If the American Dream looked like a big, handsome guy leaning against his silver Hummer, sipping a Bud while his immaculate four-bedroom suburban house towers behind him, the American Dream is finished.

During the past 20 years or so, we have based our identities and experiences around certain iconic products. Those products have changed, on a basic level. As AB, Fannie and Freddie, and GM warp their identities, they make our version of the American Dream unattainable: it will no longer be possible to buy an All-American Bud. Fannie and Freddie won’t be offering easy home loans anymore. The Hummer is going ix-nay.

An entire middle-class identity has, in the period of about a week, indicated its time is up.

We need a dream–and some iconic products–to replace it.

  • Think yourselves lucky.

    In England we’re paying 11 – 12 dollars a gallon and have had to drive tiny motor cars for years to try to stave off bankruptcy every time you require a trip into town.

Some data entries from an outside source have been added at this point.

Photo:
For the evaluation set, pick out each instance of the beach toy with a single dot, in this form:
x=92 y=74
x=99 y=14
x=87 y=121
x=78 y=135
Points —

    Our banks are screwed, mortgages impossible to come by… and beer 6 dollars a pint.

    Tax is 40% for higher earners, Value added tax 17.5% on purchases and national insurance 9% ( don’t let anyone tell you our National Health servoce is free..)

    Feeling better now?

  • Here is an image: a man rides up on a single speed bicycle with fenders, lights, and an enclosed chain guard with his food in a basket or saddle bags. He walks upstairs to his flat, and makes dinner. Later he plays an instrument with his neighbors on their city porch.

    Here is another: a foreign immigrant grows a small surplus to feed and educate his/her family. His goods are sold locally, with a chunk of them moving out on draft animals and then to rail stations heading towards our cities.

  • Nice blog.
    While they may have been icons, I think they were icons of excess… and I’m not sure in the last 30 years Fannie and Freddy were responsible for any building of the middle class. That was what they were in their first 50 or 60 years. I think the SUV and Bud and the McMansion were old relics already. They just had a lot of momentum. Toyota’s were better cars than GM’s in the late 70s, and so were 90 % of the beers on the market (can’t carry that to the Mortgage momsters). So these icons have been dead for a long time!
    Writing from the state with more brews per capita than any other state – Vermont,

  • Lets hope the new dream doesn’t have anything to do with wasteful overconsumption.

    I don’t think products are a good replacement for anything, I guess that means I’m not very American, but it’s about time we start filling the gaping holes in our souls with something other than products.

  • gregorylent

    about bloody time … now, the list is longer, and the faster we get through it, the better.